Not everyone was so melodramatic, but almost every returning member of the 1993 pitching staff voiced some level of regret that the club was unable to come to terms with either Olson or Sutcliffe.
"I'm happy that they are going to get a fair chance someplace," right-hander Mike Mussina said. "I just wish it would have been with us."
The flip side is just as obvious. Smith is a steady closer who doesn't have the shadow of a serious elbow injury hanging over his career. Fernandez is coming back from an injury-shortened season, but has some outstanding career numbers. Eichhorn also is a solid veteran who adds depth to the pitching staff.
"I feel good about what we've added to the club," Mussina said. "We have established players all over the field."
Smith signed a one-year contract late in the off-season, but he might turn out to be the key acquisition. The Orioles turned to him after it became apparent that Olson would not be coming back, hoping that he has one more big save total left in his 36-year-old arm.
There apparently was some doubt around baseball. Smith negotiated with several teams, but briefly considered retirement when the soft market for relief pitchers left him hard-pressed to get a guaranteed one-year contract. The Orioles came through with a deal that will guarantee him $1.5 million, plus more in incentives, but that doesn't seem like much for the only player in baseball history to register more than 400 saves.
"It [retirement] did come up in my mind when I didn't have an offer," he said. "I don't think it would have bothered me a whole lot. I'm just glad Johnny Oates and the Orioles gave me an opportunity to get a fresh start."
The Indians were close to signing Smith when the Orioles made their push two weeks ago. The Houston Astros also showed interest, but did not make a substantial offer.
Smith had 46 saves last year, but there was widespread concern that his velocity was on the decline. He gave up 11 home runs in 58 innings, which some clubs took as proof that he would not be able to keep putting up big numbers.
"I know I don't throw as hard as I did when I was 20 years old," Smith said, "but it's not just how hard you throw it. It's where you throw it. When I was throwing 97 miles an hour, there were still some people who hit the ball a long way when I didn't throw it in the right place.
"I admit I had a mediocre year for myself, but Rod Dibble and Dennis Eckersley didn't have the seasons they wanted to have either."
Fernandez didn't have the season he wanted to have in 1993, but that was because of a knee injury that limited him to 18 starts. He arrived in camp ready to pitch and apparently happy to be back in a competitive situation after a nightmarish '93 in New York.

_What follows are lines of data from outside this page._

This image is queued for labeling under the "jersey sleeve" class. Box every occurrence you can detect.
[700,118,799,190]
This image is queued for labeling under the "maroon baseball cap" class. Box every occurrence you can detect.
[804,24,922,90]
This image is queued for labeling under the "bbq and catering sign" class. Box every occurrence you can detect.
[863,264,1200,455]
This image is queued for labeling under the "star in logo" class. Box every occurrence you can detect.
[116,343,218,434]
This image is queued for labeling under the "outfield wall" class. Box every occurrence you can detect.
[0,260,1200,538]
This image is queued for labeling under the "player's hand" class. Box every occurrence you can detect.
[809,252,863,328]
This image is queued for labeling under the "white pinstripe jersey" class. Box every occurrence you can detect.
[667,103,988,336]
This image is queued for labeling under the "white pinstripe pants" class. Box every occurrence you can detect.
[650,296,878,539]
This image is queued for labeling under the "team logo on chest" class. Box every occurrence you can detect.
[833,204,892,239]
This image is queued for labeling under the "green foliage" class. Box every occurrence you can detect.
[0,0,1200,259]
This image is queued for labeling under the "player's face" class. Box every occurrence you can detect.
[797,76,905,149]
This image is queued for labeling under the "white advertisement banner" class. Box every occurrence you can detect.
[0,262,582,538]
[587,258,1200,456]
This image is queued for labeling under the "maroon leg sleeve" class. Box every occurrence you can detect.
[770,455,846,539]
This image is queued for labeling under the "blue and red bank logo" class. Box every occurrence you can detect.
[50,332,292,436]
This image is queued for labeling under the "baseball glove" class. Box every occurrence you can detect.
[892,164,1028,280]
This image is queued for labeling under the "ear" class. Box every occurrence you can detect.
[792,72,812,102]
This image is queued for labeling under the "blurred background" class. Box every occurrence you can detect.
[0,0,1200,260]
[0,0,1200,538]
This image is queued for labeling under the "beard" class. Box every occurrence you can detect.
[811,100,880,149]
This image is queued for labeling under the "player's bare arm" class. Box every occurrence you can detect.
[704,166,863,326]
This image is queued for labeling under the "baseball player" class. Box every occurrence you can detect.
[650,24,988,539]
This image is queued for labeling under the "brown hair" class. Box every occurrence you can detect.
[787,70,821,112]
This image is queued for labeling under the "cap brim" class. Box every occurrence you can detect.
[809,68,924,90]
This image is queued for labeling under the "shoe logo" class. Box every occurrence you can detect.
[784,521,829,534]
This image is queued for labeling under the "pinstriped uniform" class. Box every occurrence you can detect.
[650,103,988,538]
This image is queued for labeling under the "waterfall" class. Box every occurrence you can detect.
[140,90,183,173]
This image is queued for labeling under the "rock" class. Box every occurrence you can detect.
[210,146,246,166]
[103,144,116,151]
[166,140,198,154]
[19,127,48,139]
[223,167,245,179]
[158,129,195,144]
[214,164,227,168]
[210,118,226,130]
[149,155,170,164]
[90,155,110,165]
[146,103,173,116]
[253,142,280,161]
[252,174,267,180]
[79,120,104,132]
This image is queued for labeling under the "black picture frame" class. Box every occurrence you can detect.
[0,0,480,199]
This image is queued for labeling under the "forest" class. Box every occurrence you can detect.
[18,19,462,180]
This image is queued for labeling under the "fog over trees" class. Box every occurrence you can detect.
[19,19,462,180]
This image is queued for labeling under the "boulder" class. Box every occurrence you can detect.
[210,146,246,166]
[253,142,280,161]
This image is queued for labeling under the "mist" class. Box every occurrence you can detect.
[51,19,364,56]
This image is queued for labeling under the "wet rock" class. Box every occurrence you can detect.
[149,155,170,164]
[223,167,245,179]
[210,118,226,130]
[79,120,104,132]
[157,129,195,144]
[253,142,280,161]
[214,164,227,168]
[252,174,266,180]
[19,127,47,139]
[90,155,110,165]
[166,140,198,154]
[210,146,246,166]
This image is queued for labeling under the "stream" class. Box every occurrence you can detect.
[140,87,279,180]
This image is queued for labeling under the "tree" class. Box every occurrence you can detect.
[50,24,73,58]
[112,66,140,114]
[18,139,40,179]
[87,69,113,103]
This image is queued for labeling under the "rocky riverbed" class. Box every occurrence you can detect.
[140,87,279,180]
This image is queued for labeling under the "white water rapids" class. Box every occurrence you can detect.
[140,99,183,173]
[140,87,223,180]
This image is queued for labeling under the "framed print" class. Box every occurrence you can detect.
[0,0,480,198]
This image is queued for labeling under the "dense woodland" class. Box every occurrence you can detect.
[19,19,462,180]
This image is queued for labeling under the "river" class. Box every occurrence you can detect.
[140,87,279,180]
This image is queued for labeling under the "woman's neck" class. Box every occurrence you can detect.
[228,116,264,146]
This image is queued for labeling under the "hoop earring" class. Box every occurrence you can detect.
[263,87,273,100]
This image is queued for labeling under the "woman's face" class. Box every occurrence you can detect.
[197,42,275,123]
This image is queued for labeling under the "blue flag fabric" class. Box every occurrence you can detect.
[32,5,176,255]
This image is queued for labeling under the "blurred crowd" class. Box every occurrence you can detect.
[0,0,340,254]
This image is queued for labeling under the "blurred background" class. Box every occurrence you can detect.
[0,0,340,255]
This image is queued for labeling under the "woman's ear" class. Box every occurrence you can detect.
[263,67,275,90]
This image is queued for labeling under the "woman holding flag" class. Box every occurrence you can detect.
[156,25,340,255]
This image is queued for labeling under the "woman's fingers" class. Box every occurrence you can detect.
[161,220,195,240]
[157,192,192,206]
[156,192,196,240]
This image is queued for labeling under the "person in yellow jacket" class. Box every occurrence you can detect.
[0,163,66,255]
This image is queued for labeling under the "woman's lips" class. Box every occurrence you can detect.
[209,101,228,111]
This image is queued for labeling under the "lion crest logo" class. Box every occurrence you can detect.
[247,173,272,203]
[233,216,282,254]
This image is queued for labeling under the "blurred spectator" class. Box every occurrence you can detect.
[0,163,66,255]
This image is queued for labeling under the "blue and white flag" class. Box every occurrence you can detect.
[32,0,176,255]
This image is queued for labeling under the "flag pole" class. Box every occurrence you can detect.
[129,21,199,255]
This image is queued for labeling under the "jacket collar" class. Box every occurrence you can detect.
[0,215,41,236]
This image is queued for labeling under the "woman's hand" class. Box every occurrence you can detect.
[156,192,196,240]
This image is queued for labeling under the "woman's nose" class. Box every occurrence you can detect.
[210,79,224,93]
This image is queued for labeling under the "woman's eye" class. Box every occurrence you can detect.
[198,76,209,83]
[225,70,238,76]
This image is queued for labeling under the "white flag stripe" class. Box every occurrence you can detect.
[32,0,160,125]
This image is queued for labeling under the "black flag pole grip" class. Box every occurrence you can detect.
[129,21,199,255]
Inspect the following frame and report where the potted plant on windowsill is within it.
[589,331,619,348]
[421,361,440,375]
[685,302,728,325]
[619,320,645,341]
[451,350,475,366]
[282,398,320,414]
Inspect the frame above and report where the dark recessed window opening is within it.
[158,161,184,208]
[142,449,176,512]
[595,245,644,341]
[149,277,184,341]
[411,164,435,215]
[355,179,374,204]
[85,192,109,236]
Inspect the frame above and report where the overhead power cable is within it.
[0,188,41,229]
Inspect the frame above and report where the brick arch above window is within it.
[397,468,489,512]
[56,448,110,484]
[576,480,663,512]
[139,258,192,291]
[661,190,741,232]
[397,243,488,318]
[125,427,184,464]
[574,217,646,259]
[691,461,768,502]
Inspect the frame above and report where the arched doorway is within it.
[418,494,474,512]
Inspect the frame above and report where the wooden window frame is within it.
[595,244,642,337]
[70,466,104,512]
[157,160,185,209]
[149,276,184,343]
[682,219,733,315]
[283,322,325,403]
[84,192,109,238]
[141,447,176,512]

"It feels a little strange, but I'll get used to it," Fernandez said. "Joe Orsulak told me that he had fun here and that they had a great bunch of guys here. I wanted to stay in the National League, because I know everybody over there, but I'm the kind of person who thinks that what's to be is to be."
That's also the attitude that manager Oates took when he greeted Fernandez, whose weight has occasionally been an issue. If he came in above his listed weight of 225, Oates didn't seem concerned.
"I don't want to know," he said, laughing. "It's probably in the neighborhood of too much, but I'm not going to make an issue of it. It's always been there, and he's always pitched well."